The Death of Dulgath also works as a stand-alone title, so check it out, like I did, if you don't want to commit yourself to a series, and if you just want to see if this world and these characters are for you.
Making a book
In addition to the audiobook of The Death of Dulgath, I also received a free .pdf in my email of Behind the Book: Making The Death of Dulgath from Michael J. Sullivan himself. It's rare and awesome to see someone going this far out of their way to contact readers and to make new fans, but this guy does it. High five and a toast, sir. Thank you.
The book is awesome. It's just over a hundred pages, and it offers a ton of information on a wide variety of topics, such as: the struggles of publishing and creative control; Michael J. Sullivan's daily writing process; his daily word count goals; pictures of his first outlines for the book; notes on using Scrivener; and of course, how the book itself was formed and changed over time.
From the book, I learned that I really needed to be a little more thorough in my pre-planning when it comes to writing a novel, especially if I'm attempting to develop an entire world.

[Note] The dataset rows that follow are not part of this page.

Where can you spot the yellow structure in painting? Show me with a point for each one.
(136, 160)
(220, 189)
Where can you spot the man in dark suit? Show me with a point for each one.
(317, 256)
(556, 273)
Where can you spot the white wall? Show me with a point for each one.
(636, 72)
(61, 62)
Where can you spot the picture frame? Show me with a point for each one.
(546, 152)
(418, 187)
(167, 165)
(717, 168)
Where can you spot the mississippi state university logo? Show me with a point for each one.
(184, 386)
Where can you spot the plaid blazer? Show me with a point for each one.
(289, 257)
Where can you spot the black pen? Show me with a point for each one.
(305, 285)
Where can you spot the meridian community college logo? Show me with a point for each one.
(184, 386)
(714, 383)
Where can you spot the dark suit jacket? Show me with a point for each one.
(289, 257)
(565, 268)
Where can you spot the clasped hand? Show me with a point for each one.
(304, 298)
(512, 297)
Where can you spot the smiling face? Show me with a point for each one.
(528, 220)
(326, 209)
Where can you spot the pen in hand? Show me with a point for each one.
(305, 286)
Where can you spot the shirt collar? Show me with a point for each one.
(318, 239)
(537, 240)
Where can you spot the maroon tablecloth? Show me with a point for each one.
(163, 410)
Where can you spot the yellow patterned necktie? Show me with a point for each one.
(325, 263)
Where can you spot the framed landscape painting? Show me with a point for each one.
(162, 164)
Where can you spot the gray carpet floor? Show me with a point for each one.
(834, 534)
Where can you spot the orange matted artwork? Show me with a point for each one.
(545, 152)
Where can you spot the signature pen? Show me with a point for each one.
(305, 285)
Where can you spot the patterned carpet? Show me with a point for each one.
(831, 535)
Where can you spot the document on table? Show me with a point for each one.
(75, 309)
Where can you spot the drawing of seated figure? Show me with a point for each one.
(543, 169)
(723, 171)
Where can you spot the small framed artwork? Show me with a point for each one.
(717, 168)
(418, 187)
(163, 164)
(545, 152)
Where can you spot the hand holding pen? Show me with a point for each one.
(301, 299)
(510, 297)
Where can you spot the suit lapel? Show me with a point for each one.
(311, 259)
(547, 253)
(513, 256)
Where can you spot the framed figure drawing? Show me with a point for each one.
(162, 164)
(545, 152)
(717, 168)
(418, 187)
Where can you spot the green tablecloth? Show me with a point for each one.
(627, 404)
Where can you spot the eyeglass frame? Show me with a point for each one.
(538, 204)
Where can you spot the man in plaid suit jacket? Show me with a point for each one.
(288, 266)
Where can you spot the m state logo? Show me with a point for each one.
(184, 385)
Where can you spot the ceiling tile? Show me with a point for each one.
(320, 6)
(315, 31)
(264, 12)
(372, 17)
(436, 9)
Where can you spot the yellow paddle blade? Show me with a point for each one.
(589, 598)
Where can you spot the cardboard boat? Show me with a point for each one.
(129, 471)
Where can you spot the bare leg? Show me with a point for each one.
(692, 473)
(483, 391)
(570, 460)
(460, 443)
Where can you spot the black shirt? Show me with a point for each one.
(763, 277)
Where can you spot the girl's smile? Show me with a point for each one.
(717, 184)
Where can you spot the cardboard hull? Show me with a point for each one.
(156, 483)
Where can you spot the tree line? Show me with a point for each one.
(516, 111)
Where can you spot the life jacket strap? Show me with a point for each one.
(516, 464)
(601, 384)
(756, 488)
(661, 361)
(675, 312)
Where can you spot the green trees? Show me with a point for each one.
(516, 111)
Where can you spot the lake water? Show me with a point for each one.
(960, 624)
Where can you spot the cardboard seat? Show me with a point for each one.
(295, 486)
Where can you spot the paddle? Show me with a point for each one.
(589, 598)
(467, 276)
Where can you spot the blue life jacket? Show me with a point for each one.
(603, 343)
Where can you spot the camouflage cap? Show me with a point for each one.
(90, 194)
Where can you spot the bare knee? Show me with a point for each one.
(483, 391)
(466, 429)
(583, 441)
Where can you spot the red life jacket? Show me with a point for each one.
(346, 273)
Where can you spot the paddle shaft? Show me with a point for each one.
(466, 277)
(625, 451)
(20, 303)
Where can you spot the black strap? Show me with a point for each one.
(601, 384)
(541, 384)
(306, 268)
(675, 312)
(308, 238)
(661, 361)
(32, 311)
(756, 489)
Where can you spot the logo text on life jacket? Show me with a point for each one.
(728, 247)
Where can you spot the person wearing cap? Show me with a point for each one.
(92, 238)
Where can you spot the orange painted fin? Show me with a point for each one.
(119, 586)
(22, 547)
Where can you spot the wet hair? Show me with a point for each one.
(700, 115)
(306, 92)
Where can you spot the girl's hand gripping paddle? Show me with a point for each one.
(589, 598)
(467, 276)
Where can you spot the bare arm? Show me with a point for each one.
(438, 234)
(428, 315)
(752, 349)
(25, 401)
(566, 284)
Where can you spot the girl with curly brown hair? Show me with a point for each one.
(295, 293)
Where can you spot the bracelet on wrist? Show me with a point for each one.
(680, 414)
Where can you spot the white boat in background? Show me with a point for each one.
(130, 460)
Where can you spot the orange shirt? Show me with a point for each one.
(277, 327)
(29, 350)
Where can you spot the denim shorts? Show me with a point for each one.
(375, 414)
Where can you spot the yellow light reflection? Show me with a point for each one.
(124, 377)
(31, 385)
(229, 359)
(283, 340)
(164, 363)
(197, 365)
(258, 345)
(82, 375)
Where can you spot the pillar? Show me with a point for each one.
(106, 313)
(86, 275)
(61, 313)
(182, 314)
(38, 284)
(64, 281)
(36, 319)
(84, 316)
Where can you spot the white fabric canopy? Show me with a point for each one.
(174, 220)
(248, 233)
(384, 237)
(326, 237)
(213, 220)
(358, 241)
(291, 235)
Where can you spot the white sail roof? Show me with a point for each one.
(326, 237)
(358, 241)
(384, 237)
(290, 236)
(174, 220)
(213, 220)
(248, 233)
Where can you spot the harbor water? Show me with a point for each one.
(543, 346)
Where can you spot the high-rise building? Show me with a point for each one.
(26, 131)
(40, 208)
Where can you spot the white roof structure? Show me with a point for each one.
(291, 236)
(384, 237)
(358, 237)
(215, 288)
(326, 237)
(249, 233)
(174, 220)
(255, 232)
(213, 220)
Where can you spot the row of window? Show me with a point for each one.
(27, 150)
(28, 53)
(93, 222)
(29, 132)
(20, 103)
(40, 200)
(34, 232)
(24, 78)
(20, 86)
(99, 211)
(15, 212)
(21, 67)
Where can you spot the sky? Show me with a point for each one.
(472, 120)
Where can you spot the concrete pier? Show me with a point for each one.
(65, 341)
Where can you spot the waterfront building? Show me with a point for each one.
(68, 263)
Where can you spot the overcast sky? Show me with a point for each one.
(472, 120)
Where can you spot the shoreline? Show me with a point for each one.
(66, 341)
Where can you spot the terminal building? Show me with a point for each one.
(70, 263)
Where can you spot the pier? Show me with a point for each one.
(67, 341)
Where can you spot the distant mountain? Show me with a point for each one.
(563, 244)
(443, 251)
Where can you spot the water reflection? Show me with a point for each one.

I've been going off a basic idea in my head of what I want the book to be, but without having some tent poles in my mind of where it's going to begin, where it's going to end, and what the motivations of the characters are, it's going to be difficult. I thought I could do the pantsing (flying by the seat of your pants) thing that a lot of writers talk about, but I really wonder if the ability to write that way is a myth, like multi-tasking and good Ontario wine.
I also discovered that Scrivener has a name generator! It's really ingenious. Check this out...
You can choose from a plethora of first and last name origins, then just keep hitting the "generate names" die at the bottom and pick and choose. Not only is this useful if you're going for naming consistency in a particular region of your world, but it's also SO. MUCH. FUN. Here, let me mix some "Canadian" first names with some "Scandinavian" last names:
Also, Natacha apparently falls in the Canadian first names category. Who knew? Gotta check out a PEI phone book or something. I could spend hours just playing with this thing alone, but then I'd never get to the important stuff. Speaking of which...
(Segway. It's a segue. Did you know "segue" was spelled like that?)
Doing the work
Okay, so due to being housebound for two days, I managed to hammer out around 2,500 words of content this week. I can't always rely on getting sick to afford me opportunities to be productive, but I'll take it as a minor side benefit this week.
I'm not totally happy with the last scene I wrote, which is basically an audience between a swordsman and his king, but I'll flesh it out in the future.
If you're at all curious to see what I've come up with period for the book I'm writing this year, you can check it out here. There's even grief-stricken sex on page 6. I've asked if it feels "earned" so early on in the story, and the response has been positive from the Reddit Fantasy Writers community.
Like I mentioned above, I know I need to do more prep work before going too much further. This means research, world building, and character profiles and motivations. I've done this in bits and pieces up to this point, but at 5000+ words into the story, I'm realizing some of these details need to be better planned and known soon, so I'm taking a detour to focus on that this week. It's common writing wisdom, but if you know your world and characters deeply, as well as the basic story you want to tell, the writing itself will come much easier.